Anniversary Post: Casca and Cassius Don’t Kill Mark Antony

Mark AntonyOn this day in 44 BCE, Casca and Cassius were making their final plans for the assassination of Julius Caesar, which would occur the following day. And you might ask, why didn’t I just wait until tomorrow to talk about the assassination? For one thing, I don’t care about the assassination. I’m much more interested in the plays about it than the actual event. That’s the thing about power: there always other powerful people who want to kill you. This is why I like my quiet little life.

But Casca and Cassius made a fateful decision on that day. They decided that Mark Antony should be kept alive. Okay people, here is the lesson of the day: do not keep people alive who will hunt you down and kill you. Certainly, that is what Mark Antony did. So it was really important that he was alive. Oh, I’m just kidding! It made no difference whatsoever. But it is interesting what they were thinking. Their idea was that the Roman Republic was on its way out and they were trying to save it. So they didn’t want to turn it into a blood bath. They just wanted to get rid of Julius Caesar.

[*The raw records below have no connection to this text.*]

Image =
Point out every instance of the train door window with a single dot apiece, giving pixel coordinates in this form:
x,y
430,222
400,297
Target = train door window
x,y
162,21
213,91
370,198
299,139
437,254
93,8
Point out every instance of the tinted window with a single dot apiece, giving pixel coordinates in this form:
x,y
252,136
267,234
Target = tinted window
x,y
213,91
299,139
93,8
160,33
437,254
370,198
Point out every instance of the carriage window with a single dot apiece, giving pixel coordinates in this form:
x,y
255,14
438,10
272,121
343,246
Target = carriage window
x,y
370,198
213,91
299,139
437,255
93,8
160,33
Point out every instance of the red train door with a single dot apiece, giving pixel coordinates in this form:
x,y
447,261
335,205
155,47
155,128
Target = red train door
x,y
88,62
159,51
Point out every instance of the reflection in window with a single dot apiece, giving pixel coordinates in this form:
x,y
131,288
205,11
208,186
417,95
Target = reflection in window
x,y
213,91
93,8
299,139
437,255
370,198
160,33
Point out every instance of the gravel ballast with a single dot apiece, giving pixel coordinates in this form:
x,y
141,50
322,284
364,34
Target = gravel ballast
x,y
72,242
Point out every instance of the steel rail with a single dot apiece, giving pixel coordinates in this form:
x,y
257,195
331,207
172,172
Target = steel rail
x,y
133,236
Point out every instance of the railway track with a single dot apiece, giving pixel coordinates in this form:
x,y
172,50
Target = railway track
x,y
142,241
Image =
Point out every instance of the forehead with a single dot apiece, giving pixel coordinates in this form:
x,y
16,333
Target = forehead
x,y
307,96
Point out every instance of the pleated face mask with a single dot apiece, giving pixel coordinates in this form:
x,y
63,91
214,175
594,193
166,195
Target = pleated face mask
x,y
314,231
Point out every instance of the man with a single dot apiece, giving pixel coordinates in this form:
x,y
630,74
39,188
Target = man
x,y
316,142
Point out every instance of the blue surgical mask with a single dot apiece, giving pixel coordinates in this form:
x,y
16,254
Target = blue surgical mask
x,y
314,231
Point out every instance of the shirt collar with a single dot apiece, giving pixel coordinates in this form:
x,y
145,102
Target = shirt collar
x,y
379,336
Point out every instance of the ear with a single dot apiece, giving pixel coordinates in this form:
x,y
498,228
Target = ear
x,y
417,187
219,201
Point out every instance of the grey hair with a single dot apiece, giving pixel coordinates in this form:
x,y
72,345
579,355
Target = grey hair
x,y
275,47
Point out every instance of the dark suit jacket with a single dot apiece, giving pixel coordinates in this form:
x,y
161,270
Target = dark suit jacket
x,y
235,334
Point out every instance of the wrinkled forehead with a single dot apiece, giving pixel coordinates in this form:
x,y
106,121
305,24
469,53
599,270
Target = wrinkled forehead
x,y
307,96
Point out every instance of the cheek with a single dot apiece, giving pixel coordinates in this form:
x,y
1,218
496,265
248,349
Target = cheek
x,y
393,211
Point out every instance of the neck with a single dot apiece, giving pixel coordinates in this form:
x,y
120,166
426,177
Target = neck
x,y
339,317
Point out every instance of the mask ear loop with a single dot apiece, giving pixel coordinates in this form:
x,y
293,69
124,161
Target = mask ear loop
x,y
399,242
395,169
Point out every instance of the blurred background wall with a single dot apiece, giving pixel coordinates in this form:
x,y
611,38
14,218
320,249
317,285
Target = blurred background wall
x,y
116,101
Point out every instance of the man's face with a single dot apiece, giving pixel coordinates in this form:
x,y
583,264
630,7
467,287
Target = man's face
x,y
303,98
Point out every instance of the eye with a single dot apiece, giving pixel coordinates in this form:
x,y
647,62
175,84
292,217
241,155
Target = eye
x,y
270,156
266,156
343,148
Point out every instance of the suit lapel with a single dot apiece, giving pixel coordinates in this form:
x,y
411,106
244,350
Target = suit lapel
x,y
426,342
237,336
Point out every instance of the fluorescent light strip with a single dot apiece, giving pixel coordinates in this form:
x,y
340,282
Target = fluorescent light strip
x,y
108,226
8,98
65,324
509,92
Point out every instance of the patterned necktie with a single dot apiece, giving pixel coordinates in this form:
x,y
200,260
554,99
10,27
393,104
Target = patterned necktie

But it just goes to show that history isn’t about people. The Roman Republic was on its way toward the Roman Empire, and there were a lot of reasons that had to do with that. Julius Caesar’s being dictator perpetuo was not the problem. The problem was that the Senate felt the need to make him dictator perpetuo. And if it hadn’t been Julius Caesar, it would have been someone else. I don’t blame Casca and Cassius for thinking this.

Actually, most people today believe the Great Men theory of history, even if they don’t know that the theory exists. And I’ll admit: personalities do play some role. The fact that Hitler was alive meant something different to Germany than if he hadn’t been alive. Just the same, something bad was going to happen in Germany in the 1930s. And today: Trump doesn’t bother me. The fact that we have a good chunk of the population that is just begging for an authoritarian like him is what bothers me. And don’t fool yourself: the same authoritarian tendency that drives Trump supporters also drives Cruz supporters, so the Republicans are an authoritarian party.

But within two decades of the assassination of Julius Caesar, Mark Antony would be dead, and so would the Roman Republic. On the other hand, we never would have had I, Claudius.

13 thoughts on “Anniversary Post: Casca and Cassius Don’t Kill Mark Antony

  1. I personally think it was bad because murdering people is bad. But it did result in Rome which was a great series cut too short.

    The fact that we have a group that wants to have fascism in the US is really upsetting though and it is not going to result in great made for TV drama. It is just going to result in a protester being killed.

    • I saw the first season of that. I was very good. I was surprised.

      If a protester is killed, the mainstream media will cover it like this. “The Trump campaign says the victim was a suicide bomber. A representative from Black Lives Matter said this is nonsense. We can’t be bothered to take a stand.”

      • I was happy to see it and depressed when it was canceled but then it was so much better than The Tudors.

        There is a graph running around Twitter about the unearned media and it shows that Trump has triple the media that Clinton has and she has the most out of the rest of the field. If someone is killed at one of his rallies, I hope it is someone like me instead of the media’s usual narrative.

        Yes, I am considering going to the counter protest this week.

        • I watched the first episode of The Tudors. It didn’t grab me.

          I don’t think the media that Trump gets really helps. As it is, political science shows that media beyond a certain level doesn’t do much. The first million dollar ad buy is huge; the 100th isn’t. We saw that very much in the 2010 governor’s race here in California.

            • This is part of the problem with a society based on the idea that all that matters is making money. The news as a public good? Ha! Whatever the people want to see! Of course, the media often create what the people want to see. They show Trump all the time so the people decide he is something worth covering. More important is not covering things because they claim people don’t care: like labor movements.

        • The show never recovered from the death of Ceasar. Although I was more interested in the grunt soldiers, as a TV series it needed both the elitist politics and the grunt-class life. When the fine actor playing Ceasar was gone, everything about the upper-class politics bored me.

          • Well that and we already have an excellent series with Augustus’s family-I, Claudius. They should have gone a hundred years into the future.